2. **Register a `GrpcDependencyHealthCheck`** (from `ZB.MOM.WW.Health`) that probes the
named-pipe IPC channel to the x86 worker. Tag `["ready"]`. This replaces the hardcoded
liveness-only response with a real probe that reflects whether the worker is reachable.
3. **Optionally add a `GrpcDependencyHealthCheck`** for any downstream gRPC dependency (e.g., the
Galaxy Repository connection) if the gateway is expected to be healthy only when its upstreams are
reachable. Tag `["ready"]`.
4. **Call `app.MapZbHealth()`** — this maps `/health/ready` (tag `ready`), `/health/active` (tag
`active`; initially empty — no active-node concept in MxGateway), and `/healthz` (bare liveness).
The `/healthz` endpoint replaces the semantic role that `/health/live` served today.
5. **Do not add `ZB.MOM.WW.Health.Akka`** — MxAccessGateway has no Akka dependency.

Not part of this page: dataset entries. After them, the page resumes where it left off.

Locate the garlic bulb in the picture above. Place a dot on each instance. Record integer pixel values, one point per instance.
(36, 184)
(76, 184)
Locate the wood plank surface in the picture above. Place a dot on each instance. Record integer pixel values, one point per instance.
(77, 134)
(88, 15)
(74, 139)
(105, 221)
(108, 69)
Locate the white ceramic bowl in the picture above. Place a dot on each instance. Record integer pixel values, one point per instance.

The consumer
matrix in the design specifies MxGateway uses the core package only.
**Keep bespoke:**
- The `WorkerProtocolVersion` / `DefaultBackend` metadata from `GatewayHealthReply` is
MxAccessGateway-specific; keep it as a separate `/info` endpoint or embed it as `Data` on a
custom probe rather than normalizing it into the shared contract.
- The x86 worker itself (net48 console, named-pipe IPC, no HTTP) remains outside the shared health
scheme. The `GrpcDependencyHealthCheck` observes the worker indirectly from the gateway side.
- Per-gateway auth and TLS concerns on who may call health endpoints remain per-project.
**Adoption is a follow-on task** (tracked in `GAPS.md`), not part of the `ZB.MOM.WW.Health`
library build. MxGateway is the **highest-priority adopter** (P1 gap — no probes/tiers today)
and should be the first app wired up once the nupkg is available.